Esperion Therapeutics, Inc, the lipid management company trying to develop a new cholesterol drug, has announced the U.S. Food and Drug Administration (FDA) recently confirmed that Esperion’s LDL-C lowering program is adequate to support approval of an LDL-C lowering indication for bempedoic acid  and could be approved based on blood test results, before a larger study proving it prevents heart attacks, strokes, heart procedures or deaths has been completed.

This announcement should be considered a good news for the shareholders who where on the other side negatively surprised by Friday 17th march news when Esperion’s shares dropped 20% because Amgen’s cholesterol drug, Repatha, did less well at preventing heart problems than analysts at investment banks had forecast it would. 

But few consideration must be taken on what happened on Friday when shareholders lineked Amgen’s result to the future of Esperion’s drug. Investors could have just  decide to abandon heart drugs because of their not brialiant sales performance as Repatha and  Entresto, a much-hyped heart failure drug from Novartis, even if nobody understand how come what used to be the drug industry’s biggest market has suddenly become infertile.

However what happened with Amgen data  should not have a negative reflection on to what will happen with Esperion’s drug.

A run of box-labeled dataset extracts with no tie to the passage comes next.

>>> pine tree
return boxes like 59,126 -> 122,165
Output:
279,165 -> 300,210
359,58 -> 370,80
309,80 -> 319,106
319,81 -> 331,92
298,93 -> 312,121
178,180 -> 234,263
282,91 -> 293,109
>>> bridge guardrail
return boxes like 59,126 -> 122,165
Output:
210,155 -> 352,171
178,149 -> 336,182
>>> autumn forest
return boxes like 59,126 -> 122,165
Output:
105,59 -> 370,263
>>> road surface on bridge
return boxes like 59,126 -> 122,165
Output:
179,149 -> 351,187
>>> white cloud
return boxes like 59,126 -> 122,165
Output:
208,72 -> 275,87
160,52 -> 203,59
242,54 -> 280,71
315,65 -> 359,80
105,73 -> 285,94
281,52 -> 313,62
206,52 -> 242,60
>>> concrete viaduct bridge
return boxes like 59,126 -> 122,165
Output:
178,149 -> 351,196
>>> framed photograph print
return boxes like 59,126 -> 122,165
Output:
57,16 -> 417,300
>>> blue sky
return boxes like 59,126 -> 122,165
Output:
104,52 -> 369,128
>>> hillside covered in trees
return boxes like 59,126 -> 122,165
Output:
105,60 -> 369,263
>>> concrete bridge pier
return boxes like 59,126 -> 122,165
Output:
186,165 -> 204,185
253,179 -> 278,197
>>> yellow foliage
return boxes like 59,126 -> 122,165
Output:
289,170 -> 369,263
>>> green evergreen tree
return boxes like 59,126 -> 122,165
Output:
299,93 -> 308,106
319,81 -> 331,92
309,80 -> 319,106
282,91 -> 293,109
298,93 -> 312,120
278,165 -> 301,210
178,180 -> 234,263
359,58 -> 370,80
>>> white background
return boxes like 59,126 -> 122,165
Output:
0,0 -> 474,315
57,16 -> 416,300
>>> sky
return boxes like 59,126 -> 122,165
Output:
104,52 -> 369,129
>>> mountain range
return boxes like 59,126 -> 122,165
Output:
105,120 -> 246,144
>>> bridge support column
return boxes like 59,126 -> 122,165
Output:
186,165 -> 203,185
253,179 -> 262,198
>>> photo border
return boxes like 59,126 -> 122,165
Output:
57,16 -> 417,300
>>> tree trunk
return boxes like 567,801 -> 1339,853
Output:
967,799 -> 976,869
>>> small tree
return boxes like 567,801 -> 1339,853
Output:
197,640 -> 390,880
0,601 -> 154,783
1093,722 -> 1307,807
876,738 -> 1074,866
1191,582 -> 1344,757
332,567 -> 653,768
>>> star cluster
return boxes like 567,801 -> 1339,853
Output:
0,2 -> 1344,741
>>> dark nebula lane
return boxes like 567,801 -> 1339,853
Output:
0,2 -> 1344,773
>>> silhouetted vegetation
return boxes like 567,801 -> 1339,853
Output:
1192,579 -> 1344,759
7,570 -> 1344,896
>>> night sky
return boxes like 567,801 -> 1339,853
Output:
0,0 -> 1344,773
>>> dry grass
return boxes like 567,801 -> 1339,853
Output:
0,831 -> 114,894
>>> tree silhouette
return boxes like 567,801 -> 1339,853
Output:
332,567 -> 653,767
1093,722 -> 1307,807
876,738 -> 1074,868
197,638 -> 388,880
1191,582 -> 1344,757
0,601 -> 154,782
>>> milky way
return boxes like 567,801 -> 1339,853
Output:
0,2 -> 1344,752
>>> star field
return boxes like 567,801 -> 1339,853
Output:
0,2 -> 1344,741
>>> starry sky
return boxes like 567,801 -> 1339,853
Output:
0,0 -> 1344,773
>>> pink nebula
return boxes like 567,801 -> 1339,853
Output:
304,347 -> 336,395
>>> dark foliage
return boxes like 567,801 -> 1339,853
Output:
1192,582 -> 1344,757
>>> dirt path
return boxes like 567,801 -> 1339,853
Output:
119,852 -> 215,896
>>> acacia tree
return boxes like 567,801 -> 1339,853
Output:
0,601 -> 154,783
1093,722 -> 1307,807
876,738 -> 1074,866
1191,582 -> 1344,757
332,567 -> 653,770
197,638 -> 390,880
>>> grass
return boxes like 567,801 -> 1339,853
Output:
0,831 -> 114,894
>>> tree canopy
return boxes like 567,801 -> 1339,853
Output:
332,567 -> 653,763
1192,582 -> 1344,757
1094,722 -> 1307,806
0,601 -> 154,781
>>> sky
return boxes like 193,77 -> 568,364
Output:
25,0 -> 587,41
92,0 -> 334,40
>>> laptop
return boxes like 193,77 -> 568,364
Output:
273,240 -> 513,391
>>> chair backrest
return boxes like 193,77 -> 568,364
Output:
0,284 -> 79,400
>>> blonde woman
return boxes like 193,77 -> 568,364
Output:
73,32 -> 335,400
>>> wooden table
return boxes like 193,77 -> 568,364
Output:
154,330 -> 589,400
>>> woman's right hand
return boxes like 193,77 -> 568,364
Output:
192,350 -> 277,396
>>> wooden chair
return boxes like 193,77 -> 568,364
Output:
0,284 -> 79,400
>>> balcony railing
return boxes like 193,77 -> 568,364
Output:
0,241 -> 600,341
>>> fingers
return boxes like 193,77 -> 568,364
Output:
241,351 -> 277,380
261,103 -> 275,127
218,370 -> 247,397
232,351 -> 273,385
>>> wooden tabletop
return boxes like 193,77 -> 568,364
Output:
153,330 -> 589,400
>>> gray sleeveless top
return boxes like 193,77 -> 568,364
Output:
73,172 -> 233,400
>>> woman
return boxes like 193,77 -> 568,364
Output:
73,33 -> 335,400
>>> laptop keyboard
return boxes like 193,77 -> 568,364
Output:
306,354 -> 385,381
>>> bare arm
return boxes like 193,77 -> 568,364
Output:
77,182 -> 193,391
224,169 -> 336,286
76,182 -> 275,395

Firstofall Amgen’s Repatha underperformed in part because it had no effect on heart hospitalizations, as nowdays due to  new, better blood tests, people hospitalized for chest pain are now more likely to have  problems unrelated to heart disease so that’s why  cholesterol drugs have no effect. However as explained by Tim Mayleben, Esperion’s chief executive, Esperion still has plenty of time to change the goal of its research.

Furthermore Esperion will  have another advantage over Amgen’s drug: it will be a lot cheaper than comparable traditional cholesterol pills. And this bring us to antoher difference between Repatha and Esperion, one is an injectable drug the other is a pill.

Finally, Esperion’s study will also be composed of people with much higher cholesterol levels than the Amgen study.

The company plans to apply for approval by the first half of 2019. Also the company expexts to finish  its study on heart problems and strokes by 2021.

Esperion’s initial approval would be in patients with high cardiovascular risk, particularly those with established coronary artery disease or familial hypercholesterolemia, a genetic disease that causes high cholesterol levels. If a study showed the drug reduced heart problems, that approval could be expanded.